Lake Arrowhead is located approximately two miles (3 km) west of Waleska, in the mountainous, west-northwestern part of Cherokee County, Georgia, United States. Located just east-southeast of Bear Mountain, it is Georgia's second largest man-made, private lake, covering approximately 540 acre and reaching depths of up to 80 ft.

==Gated community==
In addition to the actual lake, "Lake Arrowhead" also refers to the lake's surrounding, gated community. The community's property was bought in the 1960s and established in the early 1970s as a remote mountain retreat, but now finds itself at the edge of metro Atlanta's exurban expansion. The small valley Lake Arrowhead sits in and the surrounding community was originally known by local residents as "Lost Town," which was initially settled in the 1840s.
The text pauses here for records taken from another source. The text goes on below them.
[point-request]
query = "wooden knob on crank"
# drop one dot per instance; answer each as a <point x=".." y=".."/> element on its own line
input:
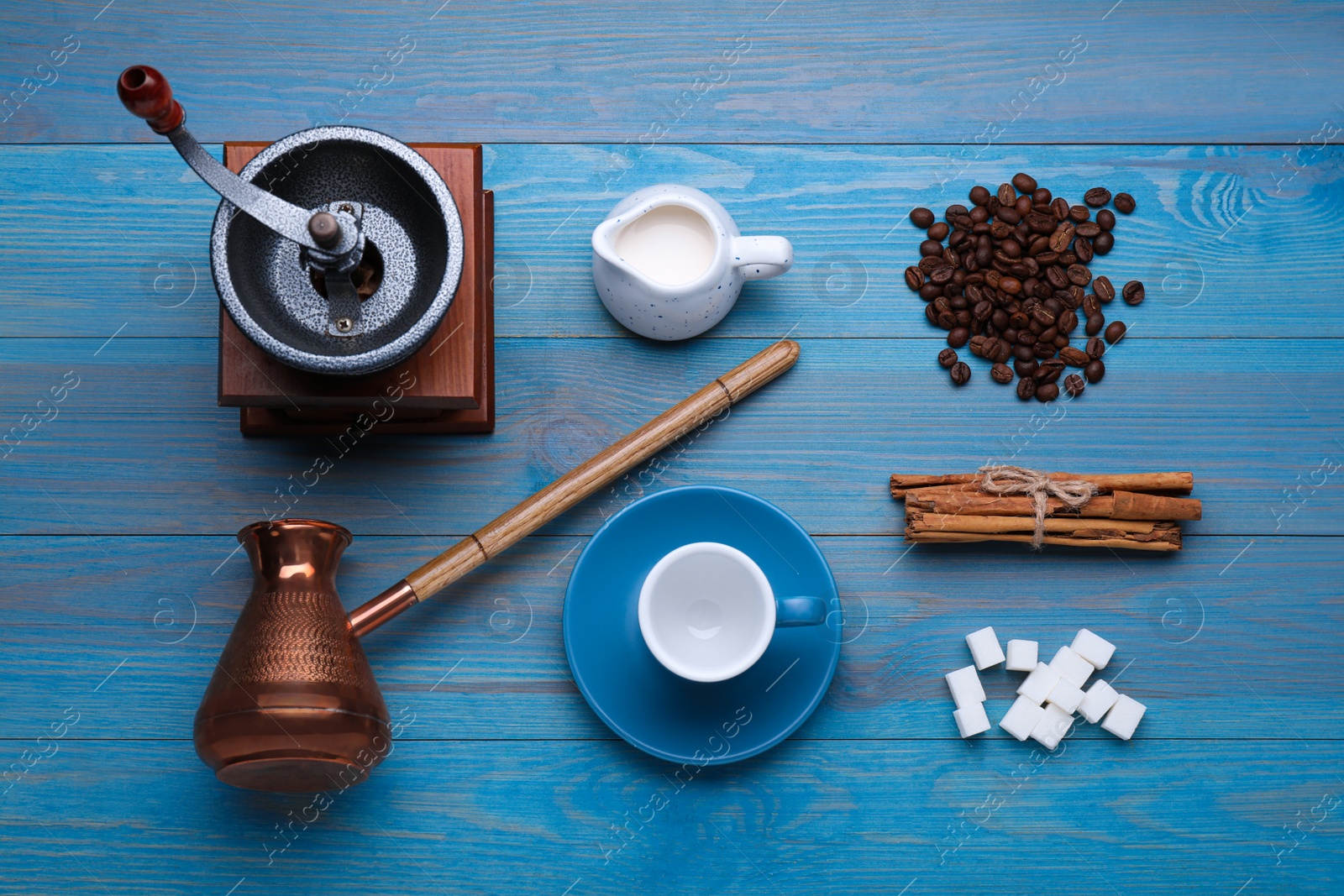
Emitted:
<point x="145" y="93"/>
Many descendants of the first pioneers still live nearby in the Waleska area.

The private, Lake Arrowhead community consists of two lakes, Lake Arrowhead and Lake Chickasaw, has two security gates, an 18-hole golf course, a clubhouse, boat rentals, a marina, nature trails, a chapel, two community swimming pools, tennis courts and one volunteer fire department; one fulltime fire department. Additionally, the community includes condominium homes, some of which are located on the golf course, and a small, historic cemetery, which consists mostly of graves from the Puckett family, early Lost Town settlers.

==Schools==
Local, elementary-aged school (kindergarten through fifth grade) children attend R.M. Moore Elementary School STEM Academy in Waleska, while students in sixth grade, seventh grade and eighth grades go to Teasley Middle School in Canton. All high-schoolers (9th to 12th grade) are assigned to Cherokee High School, which is also in Canton. Reinhardt University, a private liberal arts university established in 1883, is located in Waleska.